The WHO defines frailty as a condition characterized by an increased vulnerability associated with age resulting from decreased physiological reserve and systemic organ functions, making it difficult to perform activities of daily living (Friedman et al., 2019; Hirose et al., 2023; Qin et al., 2020; Sicsic & Rapp, 2019; Turner, 2014; WHO Clinical Consortium on Healthy Aging, 2016). In the geriatric population, frailty is an important parameter for the progression of COVID-19. Our study shows that the deceased patients had a higher clinical frailty score and a lower Barthel index score compared to the survivors. Previous studies have shown that a higher clinical frailty score is associated with a higher probability of ICU admission, mechanical ventilation use, prolonged hospital stay, and death (Dumitrascu et al., 2021; Jachymek et al., 2022; Ticinesi et al., 2019). In addition to frailty, other factors that adversely affect or worsen the outcomes of SARS-CoV-2 infection in older adults include malnutrition, long periods of bed rest, and comorbidities (Polverino et al., 2020; Tana et al., 2021; Yang et al., 2021).

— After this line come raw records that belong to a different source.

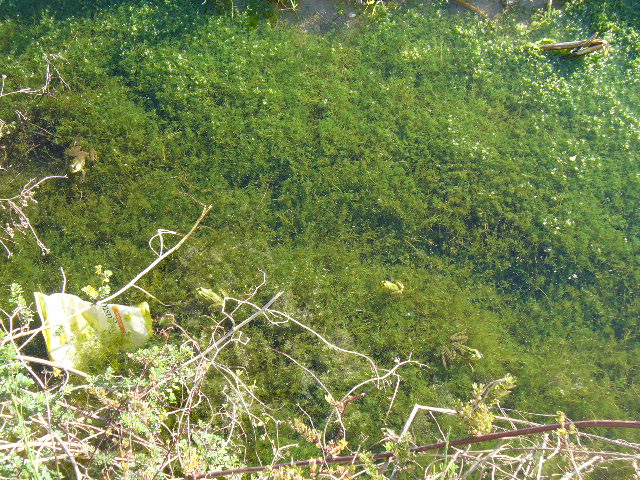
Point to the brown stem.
(434, 446)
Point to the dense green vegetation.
(499, 184)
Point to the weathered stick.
(426, 448)
(472, 7)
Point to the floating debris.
(581, 47)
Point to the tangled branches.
(15, 220)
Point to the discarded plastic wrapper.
(75, 328)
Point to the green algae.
(500, 185)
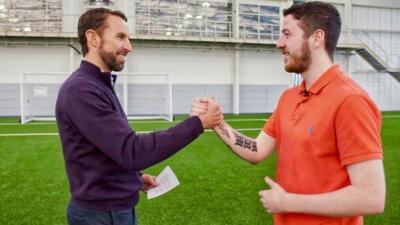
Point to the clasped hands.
(208, 110)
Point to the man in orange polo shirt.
(326, 131)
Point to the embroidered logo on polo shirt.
(310, 130)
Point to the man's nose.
(128, 45)
(280, 43)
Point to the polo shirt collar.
(323, 81)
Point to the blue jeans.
(77, 215)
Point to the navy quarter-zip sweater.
(102, 153)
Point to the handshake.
(208, 110)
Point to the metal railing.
(392, 61)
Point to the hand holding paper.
(167, 181)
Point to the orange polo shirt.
(319, 133)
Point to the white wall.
(187, 66)
(15, 60)
(262, 68)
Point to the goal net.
(143, 96)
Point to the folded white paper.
(166, 180)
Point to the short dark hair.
(94, 19)
(318, 15)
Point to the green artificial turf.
(216, 186)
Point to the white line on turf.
(135, 122)
(161, 121)
(139, 132)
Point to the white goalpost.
(142, 95)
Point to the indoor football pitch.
(216, 187)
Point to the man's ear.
(318, 38)
(93, 39)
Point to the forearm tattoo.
(224, 130)
(244, 142)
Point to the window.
(258, 21)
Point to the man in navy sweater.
(103, 155)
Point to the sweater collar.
(94, 71)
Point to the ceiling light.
(13, 19)
(206, 4)
(187, 16)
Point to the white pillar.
(236, 82)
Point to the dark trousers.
(77, 215)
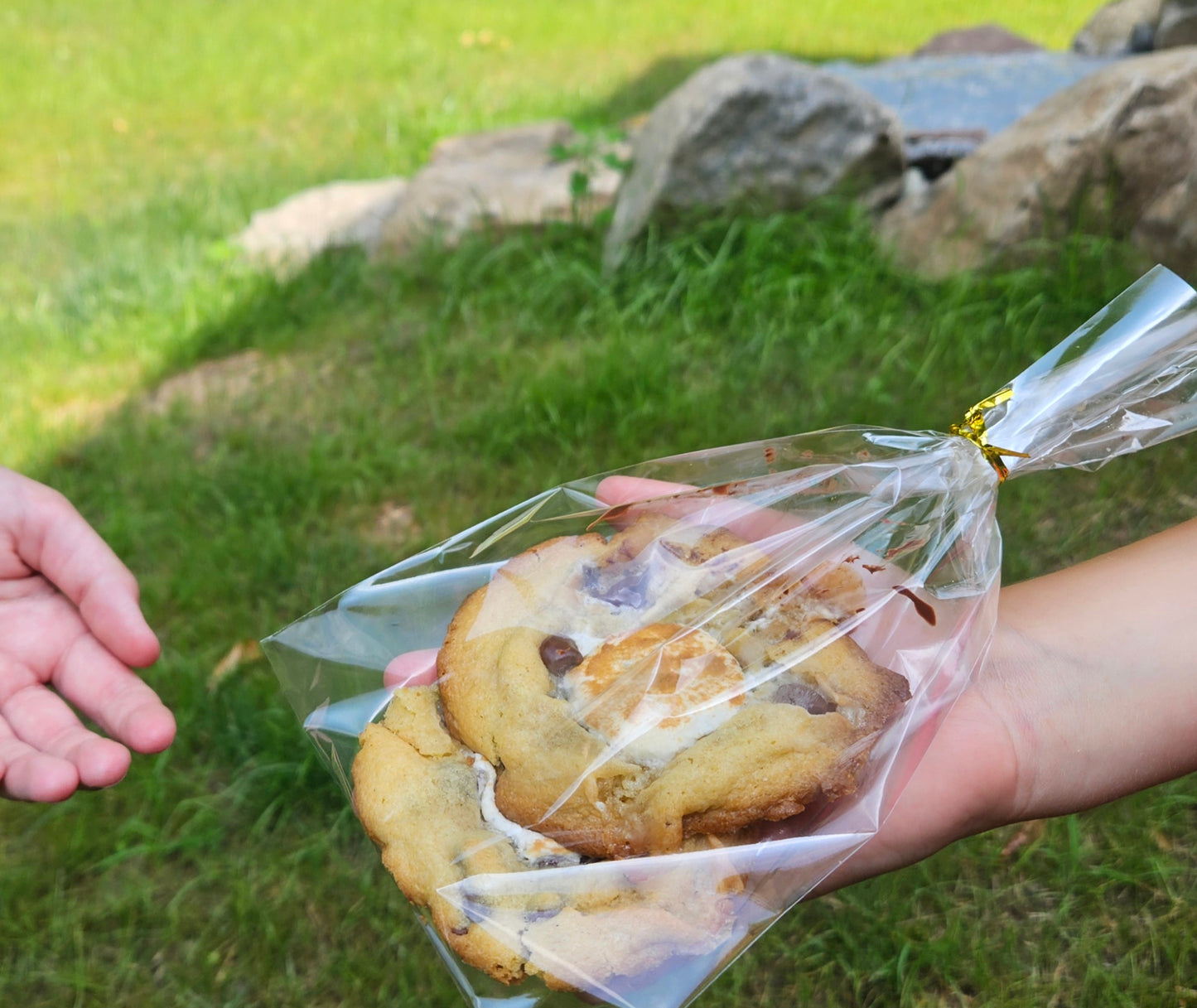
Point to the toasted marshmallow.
(656, 691)
(534, 848)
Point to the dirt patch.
(228, 379)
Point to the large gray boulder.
(760, 128)
(524, 175)
(1119, 27)
(983, 40)
(339, 215)
(1178, 24)
(1115, 152)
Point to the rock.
(505, 177)
(760, 128)
(1178, 24)
(287, 237)
(949, 104)
(1119, 27)
(983, 40)
(1116, 152)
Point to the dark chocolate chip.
(623, 586)
(802, 696)
(559, 655)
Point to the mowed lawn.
(252, 448)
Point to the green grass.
(237, 441)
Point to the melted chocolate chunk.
(923, 608)
(559, 655)
(802, 696)
(623, 586)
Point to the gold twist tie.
(973, 429)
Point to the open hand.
(70, 629)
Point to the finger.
(414, 668)
(35, 777)
(707, 505)
(115, 698)
(27, 774)
(54, 539)
(47, 726)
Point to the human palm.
(70, 629)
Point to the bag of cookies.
(643, 714)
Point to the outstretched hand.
(70, 629)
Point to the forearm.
(1094, 672)
(1088, 693)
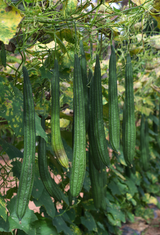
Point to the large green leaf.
(45, 227)
(89, 222)
(116, 213)
(26, 222)
(4, 225)
(61, 225)
(11, 17)
(46, 201)
(11, 107)
(3, 211)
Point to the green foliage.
(48, 30)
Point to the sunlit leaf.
(138, 2)
(10, 17)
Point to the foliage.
(48, 28)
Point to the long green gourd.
(98, 125)
(50, 185)
(3, 54)
(28, 165)
(56, 139)
(92, 140)
(144, 143)
(129, 130)
(83, 63)
(98, 183)
(79, 142)
(114, 120)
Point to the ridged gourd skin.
(129, 132)
(56, 139)
(83, 63)
(92, 140)
(3, 55)
(50, 185)
(144, 143)
(79, 143)
(114, 120)
(98, 183)
(158, 137)
(99, 133)
(28, 165)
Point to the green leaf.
(114, 189)
(11, 18)
(132, 187)
(26, 223)
(45, 73)
(116, 213)
(130, 216)
(72, 214)
(45, 227)
(3, 211)
(4, 225)
(11, 151)
(20, 232)
(89, 205)
(11, 107)
(67, 139)
(46, 201)
(61, 225)
(129, 198)
(113, 221)
(89, 222)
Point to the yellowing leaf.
(10, 17)
(138, 2)
(69, 7)
(64, 122)
(135, 50)
(150, 199)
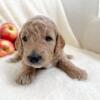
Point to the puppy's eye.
(24, 39)
(48, 38)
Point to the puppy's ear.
(18, 45)
(60, 43)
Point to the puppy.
(39, 44)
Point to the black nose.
(34, 58)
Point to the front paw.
(79, 74)
(24, 78)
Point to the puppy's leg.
(69, 56)
(73, 71)
(16, 58)
(25, 77)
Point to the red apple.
(9, 32)
(6, 47)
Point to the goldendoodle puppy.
(39, 44)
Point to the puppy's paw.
(24, 78)
(79, 74)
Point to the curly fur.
(36, 29)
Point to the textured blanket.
(53, 84)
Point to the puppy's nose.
(34, 58)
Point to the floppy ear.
(60, 43)
(18, 44)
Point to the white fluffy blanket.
(53, 84)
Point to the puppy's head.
(39, 42)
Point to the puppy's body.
(39, 44)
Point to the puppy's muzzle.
(34, 58)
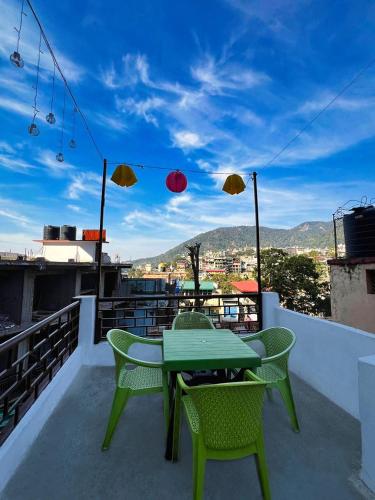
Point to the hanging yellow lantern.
(234, 184)
(124, 176)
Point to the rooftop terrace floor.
(66, 461)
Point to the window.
(370, 279)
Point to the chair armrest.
(181, 383)
(249, 375)
(141, 362)
(269, 359)
(144, 340)
(253, 336)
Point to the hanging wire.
(83, 117)
(274, 157)
(15, 57)
(155, 167)
(72, 142)
(60, 155)
(51, 117)
(33, 129)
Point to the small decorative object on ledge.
(176, 182)
(234, 184)
(124, 176)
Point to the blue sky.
(213, 86)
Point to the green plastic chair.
(147, 378)
(192, 320)
(225, 422)
(278, 342)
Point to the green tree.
(223, 281)
(297, 279)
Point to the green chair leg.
(260, 458)
(177, 424)
(166, 399)
(269, 394)
(199, 466)
(119, 401)
(286, 393)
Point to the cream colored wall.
(82, 251)
(350, 302)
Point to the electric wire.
(140, 165)
(82, 115)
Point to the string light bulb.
(15, 57)
(50, 118)
(72, 142)
(60, 154)
(33, 129)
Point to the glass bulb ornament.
(51, 118)
(33, 130)
(16, 59)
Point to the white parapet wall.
(339, 362)
(366, 368)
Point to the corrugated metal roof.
(245, 286)
(203, 286)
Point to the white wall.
(326, 353)
(80, 251)
(366, 367)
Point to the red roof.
(245, 286)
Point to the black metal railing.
(149, 315)
(30, 360)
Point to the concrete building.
(31, 290)
(353, 292)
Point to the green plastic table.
(185, 350)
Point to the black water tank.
(68, 233)
(51, 233)
(359, 232)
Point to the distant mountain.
(313, 234)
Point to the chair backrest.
(120, 341)
(192, 320)
(230, 415)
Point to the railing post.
(86, 329)
(270, 303)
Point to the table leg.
(172, 395)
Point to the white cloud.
(185, 139)
(217, 77)
(143, 108)
(134, 69)
(47, 158)
(16, 164)
(84, 183)
(75, 208)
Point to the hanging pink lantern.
(176, 181)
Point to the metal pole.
(257, 234)
(335, 234)
(100, 246)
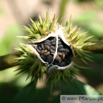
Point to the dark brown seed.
(38, 50)
(59, 53)
(49, 59)
(47, 47)
(64, 63)
(58, 58)
(47, 41)
(46, 53)
(52, 51)
(62, 50)
(68, 61)
(43, 57)
(39, 47)
(53, 43)
(53, 40)
(57, 63)
(67, 50)
(63, 56)
(52, 47)
(60, 46)
(42, 45)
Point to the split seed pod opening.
(52, 46)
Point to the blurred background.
(87, 14)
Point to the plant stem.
(9, 60)
(96, 48)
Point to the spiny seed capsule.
(47, 50)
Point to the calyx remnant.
(54, 52)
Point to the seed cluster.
(47, 49)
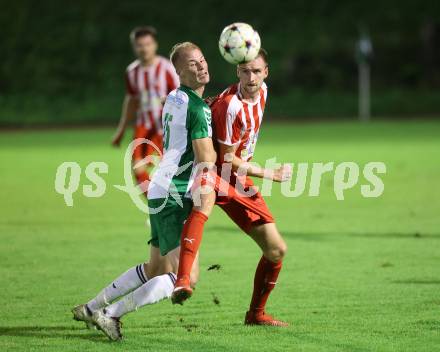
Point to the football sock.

In the initial months of the pandemic, most deaths in the geriatric population were attributed to poor or bad logistical and organizational plans and the shortcomings in primary care at home and hospitals.
The strengths of this study include its large cohort of patients with a confirmed COVID-19 diagnosis and the inclusion of multiple study variables. This could help us to assess the impact of COVID-19 on mortality in unvaccinated individuals and aid in the development of other therapies.
A limitation of this study is its retrospective design. Furthermore, the data were collected from a single hospital center, and the patients were not evaluated after vaccinations.
Conclusions
One-third of older patients died due to COVID-19 during the first year of the pandemic in Panama. COVID-19 highlights the fragility of older adults, which makes them more susceptible to falling ill and succumbing to respiratory diseases, especially if they are not vaccinated. These insights should be used to develop mortality prevention strategies for future pandemics.